The third aspect is the permanence of the object. This ability It is innate in children without disorders, but it is often not developed in our non-verbal children. It is very important to develop it to understand how the world works since when it does not develop well it generates a lot of behavior, stress and anxiety because children feel that the things they do not see or stop seeing disappear. That can happen with your favorite objects, with a person, with your mother.
To develop object permanence, peekaboo and peekaboo games are very important: hiding under a blanket or hiding objects inside a box full of lentils. We have to teach the child what happens with these objects, so it is very important to go progressively with these activities. We invite you to hide the objects partially first, so that they can see a piece and little by little end up hiding the entire object and even with a transition, that is, we hide the object out of the child's reach.

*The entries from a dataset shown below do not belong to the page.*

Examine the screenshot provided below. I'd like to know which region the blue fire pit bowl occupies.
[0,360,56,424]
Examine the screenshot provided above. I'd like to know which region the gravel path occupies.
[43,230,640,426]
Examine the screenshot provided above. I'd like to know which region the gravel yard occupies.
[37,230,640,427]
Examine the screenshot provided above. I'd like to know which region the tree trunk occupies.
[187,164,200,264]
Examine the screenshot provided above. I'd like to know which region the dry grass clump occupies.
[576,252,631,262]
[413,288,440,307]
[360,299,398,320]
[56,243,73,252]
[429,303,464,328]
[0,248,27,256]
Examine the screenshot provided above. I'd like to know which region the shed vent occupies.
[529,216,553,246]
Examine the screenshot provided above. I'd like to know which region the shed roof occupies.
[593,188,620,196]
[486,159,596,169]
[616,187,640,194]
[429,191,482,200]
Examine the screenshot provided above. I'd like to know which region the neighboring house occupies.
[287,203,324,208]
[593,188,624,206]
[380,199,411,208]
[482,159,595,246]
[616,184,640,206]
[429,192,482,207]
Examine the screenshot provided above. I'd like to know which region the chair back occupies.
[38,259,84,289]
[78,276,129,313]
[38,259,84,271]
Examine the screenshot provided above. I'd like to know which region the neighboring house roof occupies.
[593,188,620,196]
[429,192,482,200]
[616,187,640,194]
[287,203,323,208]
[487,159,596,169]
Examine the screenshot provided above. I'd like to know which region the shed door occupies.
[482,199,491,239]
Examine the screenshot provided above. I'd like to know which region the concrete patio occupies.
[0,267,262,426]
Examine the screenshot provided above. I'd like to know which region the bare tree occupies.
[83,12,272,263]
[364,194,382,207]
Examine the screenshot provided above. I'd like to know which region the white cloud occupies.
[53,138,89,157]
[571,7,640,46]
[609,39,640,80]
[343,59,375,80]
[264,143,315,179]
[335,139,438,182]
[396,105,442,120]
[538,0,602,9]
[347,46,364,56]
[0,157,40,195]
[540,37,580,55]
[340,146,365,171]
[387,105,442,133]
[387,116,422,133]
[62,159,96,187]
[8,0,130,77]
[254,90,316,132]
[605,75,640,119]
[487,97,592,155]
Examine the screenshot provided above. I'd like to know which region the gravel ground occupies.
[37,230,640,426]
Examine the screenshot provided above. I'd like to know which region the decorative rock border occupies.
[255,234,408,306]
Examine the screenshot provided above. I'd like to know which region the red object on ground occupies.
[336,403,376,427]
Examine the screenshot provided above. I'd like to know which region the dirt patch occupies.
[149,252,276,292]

Although it may seem like a simple skill, the vast majority of non-verbal children have great difficulty developing it and it even generates a large percentage of the stress that the child suffers from this change in the environment that they are not able to understand. Assemble bags, trunks, sheets, boxes and dedicate significant time to developing the permanence of the object.
Finally, signaling is important in this attentional phase. Although it is not a skill that all children develop, it is true that achieving this skill greatly facilitates family life, communication with our non-verbal children, and their emotional health. There is no need to become obsessed with it and of course you have to give it all the non-invasive physical help possible: physically helping, but without forcing. We can manipulate the child's body and redirect it with our own, give verbal help by telling him what to do, help by signaling us, etc.
So at the beginning of the activities it is very important to give as much help as possible and reinforce. Little by little we withdraw the help and increase those reinforcers because he is already doing it on his own. Remember, motivation, attention and imitation. Let's go for the latter.
THE IMITATION
After having worked through the entire motivational phase, we are happy, active, animated and attentive. With these ingredients is when joint attention emerges, active communication within a framework where we learn something together, we attend to an activity hand in hand: there, in this context, is where imitation arises.
There are many types of imitation, some simpler than others, but it is strictly necessary for the child to have this ability. Imitation with the hands, arms, feet, legs, mouth, tongue, head... all this coordination will give us the basis to control all the prerequisite aspects of language. It is through this imitation that we will reach verbal imitation, that our child will be able to imitate what other people say and learn from the context of all the people around him.
Motivation attention and imitation; Families who are in the VICON Method are very familiar with all of these concepts and the importance of each of them. They are all progressive and evolutionary, so it is very important that each of them is strong, developed and active for language to emerge.